Aldrich’s approach is far more traditional. A combination boxer, Aldrich also showed better timing on her counters in her last appearance. However, she also had an opponent that defined aggression in Chan Mi Jeon. How will she react against a far more disciplined opponent in Taylor? Aldrich’s defense is lacking and she’s an average athlete at best. That doesn’t bode well for her ability to climb the strawweight ladder.
Aldrich is about as game as they come. She simply doesn’t have many plus physical skills to utilize. Despite her lack of size, Taylor possesses some special talents. Granted, her lack of size will prevent her from becoming a contender at 115, but it’ll be enough to dispose of Aldrich. Taylor via decision
Mads Burnell (8-2) vs. Mike Santiago (21-10), Featherweight
Taking a short notice contest against Michel Prazeres at lightweight for his UFC debut, the 23-year old Burnell was completely overwhelmed by the experienced Brazilian. Now fighting in his natural weight class with a full camp, look for Burnell to look much improved. It isn’t like Santiago is a walk in the park though. A tough veteran who has seen just about everything before finally making his own way into the UFC on short notice, Santiago’s pressure will be difficult for the Dane to overcome. Though he has secured almost half of his wins by submission, Santiago’s power has developed nicely as of late, putting together wicked punching combinations.
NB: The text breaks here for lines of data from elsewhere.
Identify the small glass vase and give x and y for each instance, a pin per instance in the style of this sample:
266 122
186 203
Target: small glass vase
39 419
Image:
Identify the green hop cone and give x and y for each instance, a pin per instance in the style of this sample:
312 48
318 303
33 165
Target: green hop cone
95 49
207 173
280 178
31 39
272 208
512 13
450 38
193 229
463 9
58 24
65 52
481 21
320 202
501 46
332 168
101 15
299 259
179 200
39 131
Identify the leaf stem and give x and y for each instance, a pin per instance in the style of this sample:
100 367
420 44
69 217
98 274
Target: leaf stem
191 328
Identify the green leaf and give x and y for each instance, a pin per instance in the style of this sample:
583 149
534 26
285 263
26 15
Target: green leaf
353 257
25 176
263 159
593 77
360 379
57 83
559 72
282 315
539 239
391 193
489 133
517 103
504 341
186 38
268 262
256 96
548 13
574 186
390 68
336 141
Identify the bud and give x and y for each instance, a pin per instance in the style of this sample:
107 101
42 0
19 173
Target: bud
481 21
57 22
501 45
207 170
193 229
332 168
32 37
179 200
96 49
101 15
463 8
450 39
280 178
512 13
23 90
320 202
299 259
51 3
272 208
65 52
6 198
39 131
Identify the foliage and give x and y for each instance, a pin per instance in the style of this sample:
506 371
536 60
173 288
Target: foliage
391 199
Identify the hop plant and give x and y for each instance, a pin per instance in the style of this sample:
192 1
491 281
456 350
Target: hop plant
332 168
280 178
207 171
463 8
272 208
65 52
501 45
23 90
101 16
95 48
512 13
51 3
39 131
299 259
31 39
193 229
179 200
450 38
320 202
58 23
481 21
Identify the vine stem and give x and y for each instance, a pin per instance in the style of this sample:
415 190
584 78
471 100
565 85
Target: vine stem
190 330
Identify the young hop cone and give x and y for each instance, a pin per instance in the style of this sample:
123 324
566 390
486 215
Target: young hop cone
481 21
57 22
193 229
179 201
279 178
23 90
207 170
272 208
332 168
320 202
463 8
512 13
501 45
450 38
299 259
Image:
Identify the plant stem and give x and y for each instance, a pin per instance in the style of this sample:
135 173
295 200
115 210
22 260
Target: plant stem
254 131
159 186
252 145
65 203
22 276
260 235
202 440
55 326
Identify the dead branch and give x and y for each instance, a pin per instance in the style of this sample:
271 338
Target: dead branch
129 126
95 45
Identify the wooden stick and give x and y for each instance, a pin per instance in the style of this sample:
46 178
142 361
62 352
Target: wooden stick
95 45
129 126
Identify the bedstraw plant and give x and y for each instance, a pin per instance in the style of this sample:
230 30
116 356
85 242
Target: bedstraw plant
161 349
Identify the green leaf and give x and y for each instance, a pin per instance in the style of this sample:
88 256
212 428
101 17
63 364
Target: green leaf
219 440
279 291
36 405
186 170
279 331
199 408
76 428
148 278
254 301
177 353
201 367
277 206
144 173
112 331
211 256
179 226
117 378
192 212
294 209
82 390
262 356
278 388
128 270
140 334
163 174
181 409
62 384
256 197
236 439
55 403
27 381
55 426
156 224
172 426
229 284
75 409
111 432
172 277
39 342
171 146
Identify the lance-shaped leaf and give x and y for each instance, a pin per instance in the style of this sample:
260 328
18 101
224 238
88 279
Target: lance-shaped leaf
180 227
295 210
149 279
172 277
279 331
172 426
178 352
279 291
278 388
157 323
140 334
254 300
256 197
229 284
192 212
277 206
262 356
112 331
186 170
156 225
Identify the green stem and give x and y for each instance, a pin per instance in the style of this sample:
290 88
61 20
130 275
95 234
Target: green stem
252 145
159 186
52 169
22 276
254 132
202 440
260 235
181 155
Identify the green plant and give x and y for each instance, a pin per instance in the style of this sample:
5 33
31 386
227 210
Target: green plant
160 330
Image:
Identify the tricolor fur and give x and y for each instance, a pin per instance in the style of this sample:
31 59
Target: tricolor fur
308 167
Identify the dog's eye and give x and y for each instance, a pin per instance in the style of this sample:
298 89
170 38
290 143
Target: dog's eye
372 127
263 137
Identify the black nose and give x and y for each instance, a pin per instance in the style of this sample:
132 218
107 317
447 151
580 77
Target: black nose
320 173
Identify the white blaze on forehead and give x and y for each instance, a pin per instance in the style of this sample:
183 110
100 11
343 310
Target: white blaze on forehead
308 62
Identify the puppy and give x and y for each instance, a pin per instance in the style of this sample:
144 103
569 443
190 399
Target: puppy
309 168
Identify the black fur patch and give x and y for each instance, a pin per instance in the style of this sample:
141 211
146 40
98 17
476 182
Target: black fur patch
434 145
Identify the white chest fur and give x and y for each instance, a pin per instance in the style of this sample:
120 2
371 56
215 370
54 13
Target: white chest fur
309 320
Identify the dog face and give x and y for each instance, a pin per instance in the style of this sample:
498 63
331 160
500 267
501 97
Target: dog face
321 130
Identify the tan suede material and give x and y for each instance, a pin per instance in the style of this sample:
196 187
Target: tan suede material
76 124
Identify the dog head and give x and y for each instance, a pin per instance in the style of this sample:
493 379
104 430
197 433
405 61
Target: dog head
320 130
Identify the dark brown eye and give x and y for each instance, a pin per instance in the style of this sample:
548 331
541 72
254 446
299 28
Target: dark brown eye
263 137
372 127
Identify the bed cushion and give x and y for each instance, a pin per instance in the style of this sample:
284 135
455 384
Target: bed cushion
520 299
Burnell’s own striking is still developing and unlikely to hold a candle to what Santiago brings. Where Burnell has overwhelmed opponents is on the ground as his natural strength has allowed him to ragdoll some of his opponents on the European scene while being particularly effective at nabbing chokes from the front headlock position. However, he hasn’t faced any notable competition there and Santiago is very efficient on the ground himself. Given Santiago’s aggression, I’ll be surprised to see Burnell make it to the final bell. Santiago via TKO of RD2
Kyung Ho Kang (13-7, 1 NC) vs. Guido Cannetti (7-3), Bantamweight
You’re forgiven if you forgot about Kang as he has spent the last three years serving his mandatory military service for South Korea. It will be interesting to see how much cage rust affects the formerly fresh-faced prospect, though it should be noted fellow Korean Chan Sung Jung didn’t seem to have any negative effects upon his return. Then again, different strokes for different folks. However, Cannetti is also returning from a long layoff – two years – thanks to a USADA violation.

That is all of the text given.